When a person dies having made a will leaving his or her property to named persons or organisations, an application for a grant of Probate must be made by the named executor to properly give effect to the gifts under that will. Documents required for a grant of Probate include:
i. an application for the grant made by an attorney-at-law (where the value of the estate exceeds TT$4,800.00);
ii. an affidavit of the executor(s), which must include inter alia the following information:
(a) the name(s), address(es), and occupation(s) of the executor(s);
(b) the name, address and occupation of the testator at the time of death and date and place of his/her death;
(c) a description of the will and other documents accompanying it, where applicable;
(d) the oath of the executor(s) to administer the estate honestly and fairly;
(e) a statement of the gross value of the estate.
iii. certified copy of the death certificate of the testator;
iv. original will of the testator;
v. affidavit of due execution sworn by one of the witnesses who was present and signed the will as a witness when the testator executed the will;
vi. inventory of assets of the testator and the value thereof at the date of death.
When a person dies intestate, that is to say not having made a will disposing of his or her property, an application for Letters of Administration must be made for the property to be distributed after the payment of all debts, duties and expenses, in accordance with the Administration of Estates Act, to the persons entitled to inherit which include: surviving spouse and/or surviving cohabitant and the testator’s issue.
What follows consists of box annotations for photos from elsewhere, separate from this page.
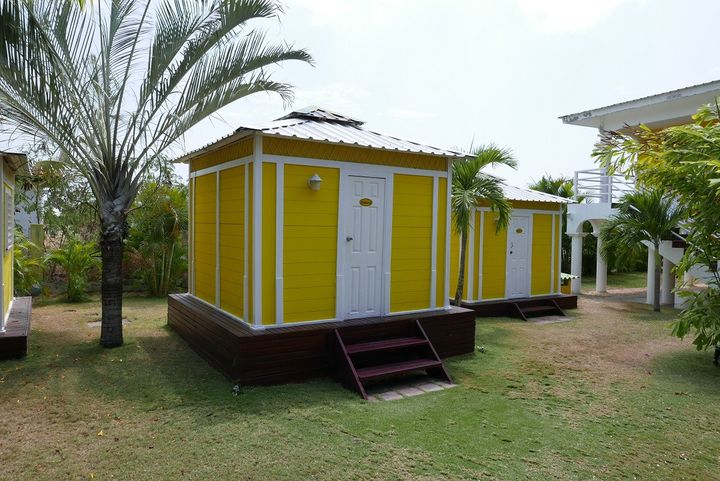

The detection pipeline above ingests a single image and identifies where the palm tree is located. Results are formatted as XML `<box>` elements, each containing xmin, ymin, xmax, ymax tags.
<box><xmin>600</xmin><ymin>190</ymin><xmax>686</xmax><ymax>311</ymax></box>
<box><xmin>0</xmin><ymin>0</ymin><xmax>312</xmax><ymax>347</ymax></box>
<box><xmin>451</xmin><ymin>145</ymin><xmax>517</xmax><ymax>306</ymax></box>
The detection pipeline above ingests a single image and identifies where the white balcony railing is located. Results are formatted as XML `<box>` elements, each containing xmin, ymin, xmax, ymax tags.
<box><xmin>573</xmin><ymin>168</ymin><xmax>635</xmax><ymax>204</ymax></box>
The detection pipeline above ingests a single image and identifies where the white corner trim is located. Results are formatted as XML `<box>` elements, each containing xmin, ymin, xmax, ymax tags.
<box><xmin>443</xmin><ymin>159</ymin><xmax>453</xmax><ymax>309</ymax></box>
<box><xmin>430</xmin><ymin>177</ymin><xmax>440</xmax><ymax>309</ymax></box>
<box><xmin>215</xmin><ymin>170</ymin><xmax>220</xmax><ymax>307</ymax></box>
<box><xmin>252</xmin><ymin>133</ymin><xmax>263</xmax><ymax>326</ymax></box>
<box><xmin>275</xmin><ymin>164</ymin><xmax>285</xmax><ymax>324</ymax></box>
<box><xmin>476</xmin><ymin>211</ymin><xmax>485</xmax><ymax>301</ymax></box>
<box><xmin>550</xmin><ymin>214</ymin><xmax>557</xmax><ymax>293</ymax></box>
<box><xmin>381</xmin><ymin>174</ymin><xmax>395</xmax><ymax>315</ymax></box>
<box><xmin>461</xmin><ymin>212</ymin><xmax>475</xmax><ymax>301</ymax></box>
<box><xmin>243</xmin><ymin>164</ymin><xmax>250</xmax><ymax>319</ymax></box>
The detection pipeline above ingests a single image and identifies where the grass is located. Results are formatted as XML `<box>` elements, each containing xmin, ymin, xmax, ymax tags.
<box><xmin>0</xmin><ymin>292</ymin><xmax>720</xmax><ymax>480</ymax></box>
<box><xmin>582</xmin><ymin>271</ymin><xmax>647</xmax><ymax>292</ymax></box>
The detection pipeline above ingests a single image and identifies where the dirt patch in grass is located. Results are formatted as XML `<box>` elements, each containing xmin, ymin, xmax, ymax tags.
<box><xmin>0</xmin><ymin>297</ymin><xmax>720</xmax><ymax>481</ymax></box>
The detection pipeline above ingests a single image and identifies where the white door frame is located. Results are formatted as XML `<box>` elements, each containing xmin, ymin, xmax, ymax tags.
<box><xmin>335</xmin><ymin>168</ymin><xmax>394</xmax><ymax>321</ymax></box>
<box><xmin>505</xmin><ymin>213</ymin><xmax>533</xmax><ymax>299</ymax></box>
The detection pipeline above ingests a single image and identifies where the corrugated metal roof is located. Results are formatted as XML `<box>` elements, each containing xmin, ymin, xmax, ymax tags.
<box><xmin>176</xmin><ymin>107</ymin><xmax>467</xmax><ymax>162</ymax></box>
<box><xmin>503</xmin><ymin>183</ymin><xmax>573</xmax><ymax>204</ymax></box>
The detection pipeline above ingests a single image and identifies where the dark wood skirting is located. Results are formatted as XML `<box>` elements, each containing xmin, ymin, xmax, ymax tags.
<box><xmin>462</xmin><ymin>294</ymin><xmax>577</xmax><ymax>317</ymax></box>
<box><xmin>0</xmin><ymin>297</ymin><xmax>32</xmax><ymax>359</ymax></box>
<box><xmin>168</xmin><ymin>294</ymin><xmax>475</xmax><ymax>385</ymax></box>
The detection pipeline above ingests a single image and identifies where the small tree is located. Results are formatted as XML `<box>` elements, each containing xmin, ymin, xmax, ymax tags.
<box><xmin>600</xmin><ymin>190</ymin><xmax>686</xmax><ymax>311</ymax></box>
<box><xmin>451</xmin><ymin>145</ymin><xmax>517</xmax><ymax>306</ymax></box>
<box><xmin>47</xmin><ymin>239</ymin><xmax>100</xmax><ymax>302</ymax></box>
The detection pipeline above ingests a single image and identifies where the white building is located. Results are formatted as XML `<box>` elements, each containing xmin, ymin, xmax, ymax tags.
<box><xmin>560</xmin><ymin>80</ymin><xmax>720</xmax><ymax>304</ymax></box>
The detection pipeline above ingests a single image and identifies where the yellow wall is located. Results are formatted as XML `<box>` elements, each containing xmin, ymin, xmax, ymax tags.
<box><xmin>435</xmin><ymin>179</ymin><xmax>447</xmax><ymax>307</ymax></box>
<box><xmin>283</xmin><ymin>164</ymin><xmax>340</xmax><ymax>323</ymax></box>
<box><xmin>193</xmin><ymin>173</ymin><xmax>217</xmax><ymax>304</ymax></box>
<box><xmin>263</xmin><ymin>136</ymin><xmax>448</xmax><ymax>172</ymax></box>
<box><xmin>261</xmin><ymin>164</ymin><xmax>277</xmax><ymax>324</ymax></box>
<box><xmin>390</xmin><ymin>174</ymin><xmax>433</xmax><ymax>312</ymax></box>
<box><xmin>482</xmin><ymin>212</ymin><xmax>507</xmax><ymax>299</ymax></box>
<box><xmin>220</xmin><ymin>165</ymin><xmax>245</xmax><ymax>318</ymax></box>
<box><xmin>247</xmin><ymin>162</ymin><xmax>255</xmax><ymax>323</ymax></box>
<box><xmin>1</xmin><ymin>183</ymin><xmax>14</xmax><ymax>315</ymax></box>
<box><xmin>189</xmin><ymin>137</ymin><xmax>253</xmax><ymax>172</ymax></box>
<box><xmin>530</xmin><ymin>214</ymin><xmax>553</xmax><ymax>295</ymax></box>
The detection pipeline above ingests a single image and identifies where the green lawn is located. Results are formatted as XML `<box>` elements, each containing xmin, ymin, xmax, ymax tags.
<box><xmin>582</xmin><ymin>271</ymin><xmax>647</xmax><ymax>292</ymax></box>
<box><xmin>0</xmin><ymin>298</ymin><xmax>720</xmax><ymax>480</ymax></box>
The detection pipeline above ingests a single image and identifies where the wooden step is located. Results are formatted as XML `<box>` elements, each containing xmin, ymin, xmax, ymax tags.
<box><xmin>357</xmin><ymin>359</ymin><xmax>442</xmax><ymax>381</ymax></box>
<box><xmin>520</xmin><ymin>306</ymin><xmax>557</xmax><ymax>314</ymax></box>
<box><xmin>345</xmin><ymin>337</ymin><xmax>428</xmax><ymax>354</ymax></box>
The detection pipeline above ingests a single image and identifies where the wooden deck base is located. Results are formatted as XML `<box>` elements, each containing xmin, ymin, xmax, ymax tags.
<box><xmin>168</xmin><ymin>294</ymin><xmax>475</xmax><ymax>385</ymax></box>
<box><xmin>462</xmin><ymin>294</ymin><xmax>577</xmax><ymax>317</ymax></box>
<box><xmin>0</xmin><ymin>297</ymin><xmax>32</xmax><ymax>359</ymax></box>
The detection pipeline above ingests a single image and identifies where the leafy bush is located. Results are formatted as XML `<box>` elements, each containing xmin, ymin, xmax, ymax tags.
<box><xmin>13</xmin><ymin>229</ymin><xmax>45</xmax><ymax>296</ymax></box>
<box><xmin>127</xmin><ymin>182</ymin><xmax>188</xmax><ymax>296</ymax></box>
<box><xmin>47</xmin><ymin>239</ymin><xmax>100</xmax><ymax>302</ymax></box>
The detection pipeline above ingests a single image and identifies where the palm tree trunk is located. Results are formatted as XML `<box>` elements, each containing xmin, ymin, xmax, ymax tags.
<box><xmin>100</xmin><ymin>215</ymin><xmax>125</xmax><ymax>347</ymax></box>
<box><xmin>653</xmin><ymin>242</ymin><xmax>662</xmax><ymax>312</ymax></box>
<box><xmin>455</xmin><ymin>230</ymin><xmax>468</xmax><ymax>306</ymax></box>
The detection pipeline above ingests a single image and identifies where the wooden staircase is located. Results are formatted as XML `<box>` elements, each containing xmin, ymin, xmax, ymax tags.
<box><xmin>512</xmin><ymin>299</ymin><xmax>565</xmax><ymax>321</ymax></box>
<box><xmin>333</xmin><ymin>320</ymin><xmax>452</xmax><ymax>399</ymax></box>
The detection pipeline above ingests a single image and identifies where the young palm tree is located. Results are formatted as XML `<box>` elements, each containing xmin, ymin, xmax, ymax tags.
<box><xmin>451</xmin><ymin>145</ymin><xmax>517</xmax><ymax>306</ymax></box>
<box><xmin>0</xmin><ymin>0</ymin><xmax>312</xmax><ymax>347</ymax></box>
<box><xmin>600</xmin><ymin>190</ymin><xmax>686</xmax><ymax>311</ymax></box>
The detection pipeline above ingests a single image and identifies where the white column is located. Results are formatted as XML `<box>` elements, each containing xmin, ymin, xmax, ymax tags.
<box><xmin>645</xmin><ymin>246</ymin><xmax>655</xmax><ymax>304</ymax></box>
<box><xmin>568</xmin><ymin>234</ymin><xmax>586</xmax><ymax>294</ymax></box>
<box><xmin>595</xmin><ymin>233</ymin><xmax>607</xmax><ymax>292</ymax></box>
<box><xmin>660</xmin><ymin>257</ymin><xmax>675</xmax><ymax>305</ymax></box>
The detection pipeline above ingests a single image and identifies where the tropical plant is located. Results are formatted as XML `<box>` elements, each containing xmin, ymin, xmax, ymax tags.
<box><xmin>600</xmin><ymin>190</ymin><xmax>686</xmax><ymax>311</ymax></box>
<box><xmin>13</xmin><ymin>229</ymin><xmax>45</xmax><ymax>296</ymax></box>
<box><xmin>451</xmin><ymin>145</ymin><xmax>517</xmax><ymax>305</ymax></box>
<box><xmin>46</xmin><ymin>239</ymin><xmax>100</xmax><ymax>302</ymax></box>
<box><xmin>0</xmin><ymin>0</ymin><xmax>312</xmax><ymax>347</ymax></box>
<box><xmin>128</xmin><ymin>181</ymin><xmax>188</xmax><ymax>296</ymax></box>
<box><xmin>529</xmin><ymin>174</ymin><xmax>572</xmax><ymax>272</ymax></box>
<box><xmin>594</xmin><ymin>103</ymin><xmax>720</xmax><ymax>349</ymax></box>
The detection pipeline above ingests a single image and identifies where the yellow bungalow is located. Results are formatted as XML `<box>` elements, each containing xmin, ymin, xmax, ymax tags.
<box><xmin>0</xmin><ymin>152</ymin><xmax>31</xmax><ymax>359</ymax></box>
<box><xmin>168</xmin><ymin>107</ymin><xmax>572</xmax><ymax>395</ymax></box>
<box><xmin>450</xmin><ymin>184</ymin><xmax>577</xmax><ymax>318</ymax></box>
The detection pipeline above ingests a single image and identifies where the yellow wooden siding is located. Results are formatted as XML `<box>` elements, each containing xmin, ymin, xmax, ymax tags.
<box><xmin>245</xmin><ymin>162</ymin><xmax>255</xmax><ymax>323</ymax></box>
<box><xmin>189</xmin><ymin>137</ymin><xmax>253</xmax><ymax>172</ymax></box>
<box><xmin>553</xmin><ymin>215</ymin><xmax>562</xmax><ymax>292</ymax></box>
<box><xmin>2</xmin><ymin>183</ymin><xmax>14</xmax><ymax>315</ymax></box>
<box><xmin>530</xmin><ymin>214</ymin><xmax>553</xmax><ymax>295</ymax></box>
<box><xmin>482</xmin><ymin>212</ymin><xmax>507</xmax><ymax>299</ymax></box>
<box><xmin>263</xmin><ymin>136</ymin><xmax>448</xmax><ymax>172</ymax></box>
<box><xmin>390</xmin><ymin>174</ymin><xmax>433</xmax><ymax>312</ymax></box>
<box><xmin>472</xmin><ymin>212</ymin><xmax>482</xmax><ymax>301</ymax></box>
<box><xmin>195</xmin><ymin>173</ymin><xmax>217</xmax><ymax>304</ymax></box>
<box><xmin>282</xmin><ymin>164</ymin><xmax>340</xmax><ymax>323</ymax></box>
<box><xmin>435</xmin><ymin>179</ymin><xmax>447</xmax><ymax>307</ymax></box>
<box><xmin>220</xmin><ymin>165</ymin><xmax>245</xmax><ymax>318</ymax></box>
<box><xmin>262</xmin><ymin>164</ymin><xmax>277</xmax><ymax>324</ymax></box>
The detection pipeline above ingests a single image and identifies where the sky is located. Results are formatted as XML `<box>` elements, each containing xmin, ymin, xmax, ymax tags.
<box><xmin>7</xmin><ymin>0</ymin><xmax>720</xmax><ymax>186</ymax></box>
<box><xmin>173</xmin><ymin>0</ymin><xmax>720</xmax><ymax>186</ymax></box>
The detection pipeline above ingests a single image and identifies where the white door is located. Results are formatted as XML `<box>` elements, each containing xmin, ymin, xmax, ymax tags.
<box><xmin>344</xmin><ymin>175</ymin><xmax>385</xmax><ymax>318</ymax></box>
<box><xmin>506</xmin><ymin>216</ymin><xmax>530</xmax><ymax>297</ymax></box>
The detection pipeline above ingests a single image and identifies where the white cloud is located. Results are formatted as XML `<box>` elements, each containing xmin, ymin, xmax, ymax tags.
<box><xmin>388</xmin><ymin>107</ymin><xmax>435</xmax><ymax>120</ymax></box>
<box><xmin>517</xmin><ymin>0</ymin><xmax>643</xmax><ymax>33</ymax></box>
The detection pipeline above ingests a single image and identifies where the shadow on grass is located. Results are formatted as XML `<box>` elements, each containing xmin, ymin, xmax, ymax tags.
<box><xmin>652</xmin><ymin>348</ymin><xmax>720</xmax><ymax>397</ymax></box>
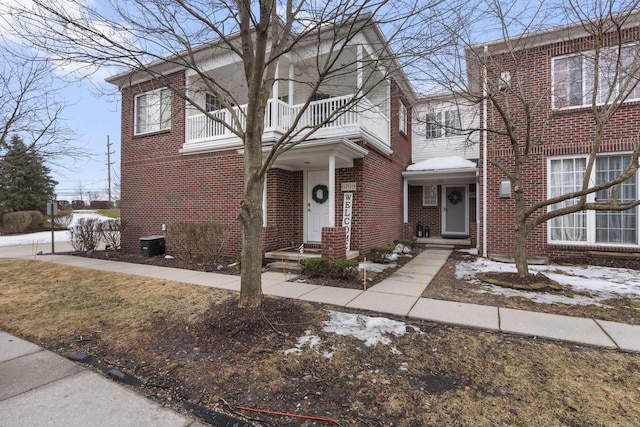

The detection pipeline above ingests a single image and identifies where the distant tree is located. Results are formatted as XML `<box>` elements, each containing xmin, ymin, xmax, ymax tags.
<box><xmin>0</xmin><ymin>135</ymin><xmax>57</xmax><ymax>215</ymax></box>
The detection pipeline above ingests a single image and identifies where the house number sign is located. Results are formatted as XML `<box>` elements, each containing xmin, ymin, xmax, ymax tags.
<box><xmin>340</xmin><ymin>182</ymin><xmax>356</xmax><ymax>191</ymax></box>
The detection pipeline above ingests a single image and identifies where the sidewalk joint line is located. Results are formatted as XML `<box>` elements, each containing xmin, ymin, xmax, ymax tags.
<box><xmin>591</xmin><ymin>317</ymin><xmax>622</xmax><ymax>350</ymax></box>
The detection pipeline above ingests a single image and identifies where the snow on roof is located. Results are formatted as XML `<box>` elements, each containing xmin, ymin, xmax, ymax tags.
<box><xmin>407</xmin><ymin>156</ymin><xmax>477</xmax><ymax>171</ymax></box>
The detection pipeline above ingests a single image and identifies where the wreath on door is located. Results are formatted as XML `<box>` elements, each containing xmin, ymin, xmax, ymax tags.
<box><xmin>311</xmin><ymin>184</ymin><xmax>329</xmax><ymax>204</ymax></box>
<box><xmin>447</xmin><ymin>190</ymin><xmax>462</xmax><ymax>205</ymax></box>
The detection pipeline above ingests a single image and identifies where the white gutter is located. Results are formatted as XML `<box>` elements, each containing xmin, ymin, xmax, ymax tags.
<box><xmin>482</xmin><ymin>45</ymin><xmax>489</xmax><ymax>258</ymax></box>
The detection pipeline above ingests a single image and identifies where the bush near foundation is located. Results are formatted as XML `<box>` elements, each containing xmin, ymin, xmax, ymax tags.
<box><xmin>167</xmin><ymin>222</ymin><xmax>229</xmax><ymax>264</ymax></box>
<box><xmin>393</xmin><ymin>237</ymin><xmax>418</xmax><ymax>249</ymax></box>
<box><xmin>102</xmin><ymin>219</ymin><xmax>126</xmax><ymax>251</ymax></box>
<box><xmin>367</xmin><ymin>246</ymin><xmax>394</xmax><ymax>262</ymax></box>
<box><xmin>69</xmin><ymin>218</ymin><xmax>102</xmax><ymax>252</ymax></box>
<box><xmin>302</xmin><ymin>258</ymin><xmax>358</xmax><ymax>279</ymax></box>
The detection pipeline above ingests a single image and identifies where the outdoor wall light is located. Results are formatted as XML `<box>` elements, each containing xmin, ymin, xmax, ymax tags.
<box><xmin>500</xmin><ymin>180</ymin><xmax>511</xmax><ymax>199</ymax></box>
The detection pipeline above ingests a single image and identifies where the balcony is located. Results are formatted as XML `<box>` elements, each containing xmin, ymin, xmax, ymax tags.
<box><xmin>182</xmin><ymin>95</ymin><xmax>390</xmax><ymax>153</ymax></box>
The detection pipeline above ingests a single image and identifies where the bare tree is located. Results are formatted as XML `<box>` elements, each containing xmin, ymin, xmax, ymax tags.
<box><xmin>420</xmin><ymin>0</ymin><xmax>640</xmax><ymax>277</ymax></box>
<box><xmin>0</xmin><ymin>42</ymin><xmax>78</xmax><ymax>161</ymax></box>
<box><xmin>3</xmin><ymin>0</ymin><xmax>437</xmax><ymax>307</ymax></box>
Where there is no surviving spouse/cohabitant and no issue, the property is distributed to the next of kin according to a specified order.
The documents required for a grant of Letters of Administration are the same for a grant of Probate, save for the original will and affidavit of due execution, and all other details (save and except any reference to a will) to be provided in the affidavit would apply to the administrator.
Where the testator has made a valid will and has failed to name an executor or the named executor cannot or will not apply for Probate, the beneficiary(ies) in the will can apply for a grant of Letters of Administration with Will Annexed.
The application once filed is advertised once a week for a period of 2 weeks and once the documents are checked and approved, the grant is signed and issued, within 6 to 18 months from the date of filing. Special and/or limited grants of representation are also possible and can be applied for where justified on the facts of the relevant case.
Grants of representation are issued from the Probate Registry of the Supreme Court of Judicature of Trinidad and Tobago only with reference to Trinidad and Tobago properties and reference to foreign assets will not be accepted in the inventory of the assets of the estate as submitted to the local registry.